Today I moved my Zaurus c7x0 back to using WiFi so second problem disappeared for me (now only Neo1973 is connected over USB) but first problem was still present. I was tired to having to write sudo ifdown usb0;sudo ifup usb0 each time when I reconnected phone so after reading some man pages I updated my /etc/network/interfaces with this:

allow-hotplug usb0
iface usb0 inet static
        post-up iptables -A POSTROUTING -t nat -j MASQUERADE -s
        post-up echo 1 > /proc/sys/net/ipv4/ip_forward
        post-up iptables -P FORWARD ACCEPT

And now when I connect phone (which has IP) it gets connection to world automatically.

Hotpluging usbnet

6 thoughts on “Hotpluging usbnet

  • 22nd March 2007 at 19:00

    You should look into creating a udev rule for the openmoko, it’s usually pretty straightforward.
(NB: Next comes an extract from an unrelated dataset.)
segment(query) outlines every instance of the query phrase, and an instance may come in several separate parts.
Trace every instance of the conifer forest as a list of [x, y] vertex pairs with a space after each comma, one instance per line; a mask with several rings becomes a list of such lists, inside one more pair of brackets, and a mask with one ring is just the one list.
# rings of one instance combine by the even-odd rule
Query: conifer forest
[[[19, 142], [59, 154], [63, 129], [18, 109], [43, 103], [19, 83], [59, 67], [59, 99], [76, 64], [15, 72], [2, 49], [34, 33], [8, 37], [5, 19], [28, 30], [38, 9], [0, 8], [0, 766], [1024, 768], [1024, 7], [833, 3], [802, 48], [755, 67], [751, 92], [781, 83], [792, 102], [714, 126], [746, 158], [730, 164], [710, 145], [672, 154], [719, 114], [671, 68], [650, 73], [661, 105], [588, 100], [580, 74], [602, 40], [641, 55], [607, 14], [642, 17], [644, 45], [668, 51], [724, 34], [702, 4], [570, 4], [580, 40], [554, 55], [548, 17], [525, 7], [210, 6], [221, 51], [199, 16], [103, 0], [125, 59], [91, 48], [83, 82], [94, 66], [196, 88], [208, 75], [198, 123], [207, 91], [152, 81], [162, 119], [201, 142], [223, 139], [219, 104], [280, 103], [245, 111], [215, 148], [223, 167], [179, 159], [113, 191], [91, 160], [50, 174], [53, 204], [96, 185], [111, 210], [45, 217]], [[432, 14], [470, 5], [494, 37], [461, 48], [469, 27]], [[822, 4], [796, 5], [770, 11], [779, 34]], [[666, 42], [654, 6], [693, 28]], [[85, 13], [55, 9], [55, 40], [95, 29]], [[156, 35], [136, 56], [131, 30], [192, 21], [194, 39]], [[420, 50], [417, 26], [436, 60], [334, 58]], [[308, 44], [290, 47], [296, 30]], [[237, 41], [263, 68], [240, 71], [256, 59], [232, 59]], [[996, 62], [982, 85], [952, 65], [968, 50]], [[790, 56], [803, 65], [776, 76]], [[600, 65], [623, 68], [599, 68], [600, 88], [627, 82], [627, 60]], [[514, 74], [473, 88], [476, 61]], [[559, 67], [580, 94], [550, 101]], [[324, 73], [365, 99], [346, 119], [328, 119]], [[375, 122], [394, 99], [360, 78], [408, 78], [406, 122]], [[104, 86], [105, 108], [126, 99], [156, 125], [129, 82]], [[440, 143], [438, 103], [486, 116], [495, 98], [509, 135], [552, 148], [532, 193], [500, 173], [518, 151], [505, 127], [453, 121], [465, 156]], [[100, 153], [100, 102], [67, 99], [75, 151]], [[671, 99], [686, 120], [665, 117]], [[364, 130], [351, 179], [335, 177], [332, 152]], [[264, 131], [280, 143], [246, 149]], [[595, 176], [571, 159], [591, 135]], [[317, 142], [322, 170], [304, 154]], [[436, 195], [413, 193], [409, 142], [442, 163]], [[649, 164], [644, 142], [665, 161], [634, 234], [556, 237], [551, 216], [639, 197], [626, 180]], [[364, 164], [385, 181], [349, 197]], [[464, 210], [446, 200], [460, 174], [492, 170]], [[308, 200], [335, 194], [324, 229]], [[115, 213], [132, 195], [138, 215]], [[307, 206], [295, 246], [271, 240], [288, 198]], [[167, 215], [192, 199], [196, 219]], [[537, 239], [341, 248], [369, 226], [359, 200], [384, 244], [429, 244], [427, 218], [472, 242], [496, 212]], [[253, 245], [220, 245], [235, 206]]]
    It’d be great if you had that up on the wiki by the time I got my phone 😉

  • 22nd March 2007 at 19:17

    Adam: I think that udev rule will be overkill for this task. But now since Neo1973 has other VendorId/ProductId then standard USB gadget system will know that this is Neo and not some other device.

    But what to do when more then one Neo1973 is connected to machine? I had such situation and will have them soon.

  • 22nd March 2007 at 21:08

    Nice trick. Could you add that to the OpenMoko wiki, please?

  • 22nd March 2007 at 22:35

    Mickeyl: Added.

  • 23rd March 2007 at 01:23

    Ah well you could always send me any extra phone you got to keep things simple for you.

    But you should be able to poke about the device entry in /sys for a serial number and create a mapping for each device you add.

  • 14th April 2007 at 02:00

    Definitely entering a udev rule is the way to go… this will be literally one (or maybe two) lines of text, and yields uniqueness for the device. My suggestion would be to map them such that your own phone is like /dev/moko0, then let additional phones enumerate themselves as they are added (these features, too, are available within udev).